Mossbauer characterization of the iron-sulfur clusters in Desulfovibrio vulgaris hydrogenase,
Pereira, A. S., Tavares P., Moura I., Moura J. J., and Huynh B. H.
, J Am Chem Soc, Mar 28, Volume 123, Number 12, p.2771-82, (2001)
AbstractThe periplasmic hydrogenase of Desulfovibrio vulgaris (Hildenbourough) is an all Fe-containing hydrogenase. It contains two ferredoxin type [4Fe-4S] clusters, termed the F clusters, and a catalytic H cluster. Recent X-ray crystallographic studies on two Fe hydrogenases revealed that the H cluster is composed of two sub-clusters, a [4Fe-4S] cluster ([4Fe-4S](H)) and a binuclear Fe cluster ([2Fe](H)), bridged by a cysteine sulfur. The aerobically purified D. vulgaris hydrogenase is stable in air. It is inactive and requires reductive activation. Upon reduction, the enzyme becomes sensitive to O(2), indicating that the reductive activation process is irreversible.
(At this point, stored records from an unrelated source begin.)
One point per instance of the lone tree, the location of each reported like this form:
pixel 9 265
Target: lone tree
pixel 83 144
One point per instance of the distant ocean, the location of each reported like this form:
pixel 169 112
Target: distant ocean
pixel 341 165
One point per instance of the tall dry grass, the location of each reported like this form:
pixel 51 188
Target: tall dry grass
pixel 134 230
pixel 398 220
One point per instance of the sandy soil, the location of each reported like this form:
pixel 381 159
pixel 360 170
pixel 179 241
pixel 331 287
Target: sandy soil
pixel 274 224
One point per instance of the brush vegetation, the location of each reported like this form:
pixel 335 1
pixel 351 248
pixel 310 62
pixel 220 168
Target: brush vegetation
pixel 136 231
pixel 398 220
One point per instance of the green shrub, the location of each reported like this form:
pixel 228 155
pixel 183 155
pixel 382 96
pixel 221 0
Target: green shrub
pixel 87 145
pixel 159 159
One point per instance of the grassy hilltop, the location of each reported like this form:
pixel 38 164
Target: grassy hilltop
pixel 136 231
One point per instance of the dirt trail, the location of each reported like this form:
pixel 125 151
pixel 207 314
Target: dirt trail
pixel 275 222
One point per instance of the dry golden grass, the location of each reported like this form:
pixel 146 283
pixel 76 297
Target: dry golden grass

Previous EPR investigations showed that upon reoxidation (under argon) the H cluster exhibits a rhombic EPR signal that is not seen in the as-purified enzyme, suggesting a conformational change in association with the reductive activation. For the purpose of gaining more information on the electronic properties of this unique H cluster and to understand further the reductive activation process, variable-temperature and variable-field Mossbauer spectroscopy has been used to characterize the Fe-S clusters in D. vulgaris hydrogenase poised at different redox states generated during a reductive titration, and in the CO-reacted enzyme. The data were successfully decomposed into spectral components corresponding to the F and H clusters, and characteristic parameters describing the electronic and magnetic properties of the F and H clusters were obtained. Consistent with the X-ray crystallographic results, the spectra of the H cluster can be understood as originating from an exchange coupled [4Fe-4S]-[2Fe] system. In particular, detailed analysis of the data reveals that the reductive activation begins with reduction of the [4Fe-4S](H) cluster from the 2+ to the 1+ state, followed by transfer of the reducing equivalent from the [4Fe-4S](H) subcluster to the binuclear [2Fe](H) subcluster. The results also reveal that binding of exogenous CO to the H cluster affects significantly the exchange coupling between the [4Fe-4S](H) and the [2Fe](H) subclusters. Implication of such a CO binding effect is discussed.